"Delete" is not enough

Disposing of redundant or obsolete computers comes with some potential pitfalls as the Dudley Group of Hospitals NHS Trust recently discovered.

The online journal E-Health Insider has reported that the hard drive of a computer owned by the Trust was sold on the auction website eBay with confidential patient data improperly wiped. The trust is now investigating how the computer part was made available online and also reviewing its own system for safely disposing of redundant IT equipment.

Practices looking to dispose of old PCs would be well advised to ensure that all sensitive data has been properly deleted from hard drives. This is not as simple as deleting files or putting them in the recycle bin. Deleting a file does not erase the file itself but only a record of where that file is stored. The file may still be retrieved with know-how.

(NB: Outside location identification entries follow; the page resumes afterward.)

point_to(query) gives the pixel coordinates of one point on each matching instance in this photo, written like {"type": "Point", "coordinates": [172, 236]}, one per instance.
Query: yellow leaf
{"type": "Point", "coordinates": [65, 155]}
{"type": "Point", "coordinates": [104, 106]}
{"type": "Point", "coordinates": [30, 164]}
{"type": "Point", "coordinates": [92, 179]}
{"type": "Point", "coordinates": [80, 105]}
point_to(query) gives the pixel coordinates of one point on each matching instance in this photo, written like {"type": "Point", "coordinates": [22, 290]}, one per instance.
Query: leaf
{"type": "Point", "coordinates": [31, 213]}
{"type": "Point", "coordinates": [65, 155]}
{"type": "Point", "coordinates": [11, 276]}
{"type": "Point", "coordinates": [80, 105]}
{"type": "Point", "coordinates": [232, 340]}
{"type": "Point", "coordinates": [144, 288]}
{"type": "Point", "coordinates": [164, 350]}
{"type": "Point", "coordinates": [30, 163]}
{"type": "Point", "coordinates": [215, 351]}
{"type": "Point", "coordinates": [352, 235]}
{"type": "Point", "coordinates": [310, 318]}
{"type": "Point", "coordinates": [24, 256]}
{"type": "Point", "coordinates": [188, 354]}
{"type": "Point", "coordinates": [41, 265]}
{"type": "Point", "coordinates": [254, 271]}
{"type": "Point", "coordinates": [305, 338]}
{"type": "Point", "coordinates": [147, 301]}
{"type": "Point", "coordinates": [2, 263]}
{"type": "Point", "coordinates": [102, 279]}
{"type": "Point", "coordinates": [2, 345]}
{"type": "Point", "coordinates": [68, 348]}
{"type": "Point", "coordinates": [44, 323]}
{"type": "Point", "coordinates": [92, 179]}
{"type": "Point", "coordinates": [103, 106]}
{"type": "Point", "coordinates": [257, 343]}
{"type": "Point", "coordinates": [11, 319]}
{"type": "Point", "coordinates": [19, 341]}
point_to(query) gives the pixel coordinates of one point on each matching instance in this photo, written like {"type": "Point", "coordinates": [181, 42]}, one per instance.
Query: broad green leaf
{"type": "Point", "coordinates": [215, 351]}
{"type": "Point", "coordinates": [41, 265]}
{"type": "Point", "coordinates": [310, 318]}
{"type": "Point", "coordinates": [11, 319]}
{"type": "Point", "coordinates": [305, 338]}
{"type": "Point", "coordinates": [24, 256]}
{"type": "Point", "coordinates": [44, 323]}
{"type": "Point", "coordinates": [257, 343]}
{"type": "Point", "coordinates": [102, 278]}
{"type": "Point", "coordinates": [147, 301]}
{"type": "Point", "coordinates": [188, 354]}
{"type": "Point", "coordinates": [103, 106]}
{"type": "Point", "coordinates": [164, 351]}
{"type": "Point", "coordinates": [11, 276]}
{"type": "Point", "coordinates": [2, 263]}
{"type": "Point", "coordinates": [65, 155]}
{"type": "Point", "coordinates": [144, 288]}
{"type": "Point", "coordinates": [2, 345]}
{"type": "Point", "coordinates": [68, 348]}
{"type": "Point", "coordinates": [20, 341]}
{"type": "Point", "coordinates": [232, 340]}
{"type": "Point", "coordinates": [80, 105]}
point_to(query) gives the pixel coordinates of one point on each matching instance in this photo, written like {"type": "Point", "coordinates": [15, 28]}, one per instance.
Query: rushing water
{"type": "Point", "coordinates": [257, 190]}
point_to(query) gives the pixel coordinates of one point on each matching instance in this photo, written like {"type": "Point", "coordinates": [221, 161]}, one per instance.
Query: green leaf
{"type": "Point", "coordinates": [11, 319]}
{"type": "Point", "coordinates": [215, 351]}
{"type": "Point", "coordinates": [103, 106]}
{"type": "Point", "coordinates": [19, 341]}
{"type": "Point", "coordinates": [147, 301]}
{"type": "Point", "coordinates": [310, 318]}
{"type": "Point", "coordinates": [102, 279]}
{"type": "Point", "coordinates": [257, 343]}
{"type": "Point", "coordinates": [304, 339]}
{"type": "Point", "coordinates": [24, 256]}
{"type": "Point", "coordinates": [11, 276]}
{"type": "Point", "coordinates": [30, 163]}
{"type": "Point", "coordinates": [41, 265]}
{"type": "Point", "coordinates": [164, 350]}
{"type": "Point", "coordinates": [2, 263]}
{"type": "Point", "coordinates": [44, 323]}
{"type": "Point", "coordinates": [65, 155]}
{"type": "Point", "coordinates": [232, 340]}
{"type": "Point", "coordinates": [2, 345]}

Chance would have it that the Dudley hard disk was purchased from eBay by researchers from the University of Glamorgan School of Computing working on a BT-sponsored project investigating forensic data recovery methods. The research is intended to raise awareness of how easy it is to recover sensitive data when poor data-wiping processes are used. The researchers obtained 133 disks in the UK and analysed them using techniques accessible to anyone. The team found that 62% of the 75 hard disks still working contained sensitive data including company records, personal information and financial data.

Dr Andrew Blyth, principal lecturer at Glamorgan's School of Computing, was quoted in E-Health Insider as saying: "We are still in a situation where over 50% of the disks contain sensitive corporate and personal data and a significant amount contained names, CVs, addresses and phone numbers. With some, the information was so detailed that they could have had their identities stolen."

Specialist software is required to find uncatalogued pieces of information and overwrite them with random data. This should be done repeatedly to ensure that the original data is unrecoverable. There are also numerous companies that provide secure computer recycling or disposal with data destruction.

The Dudley Trust had an agreement with an outside contractor to wipe data and dispose of IT equipment but it is suspected that the computer from which the hard disk was taken may have been stolen.

ACTION: Practices should have a written policy on the destruction of records to ensure patient confidentiality. Data on computer hard disks cannot be destroyed by simply deleting files or reformatting the drive. Specialist software must be employed to overwrite drives with random data. Alternatively, the disk can be destroyed. Specialist security firms are available to undertake data disposal.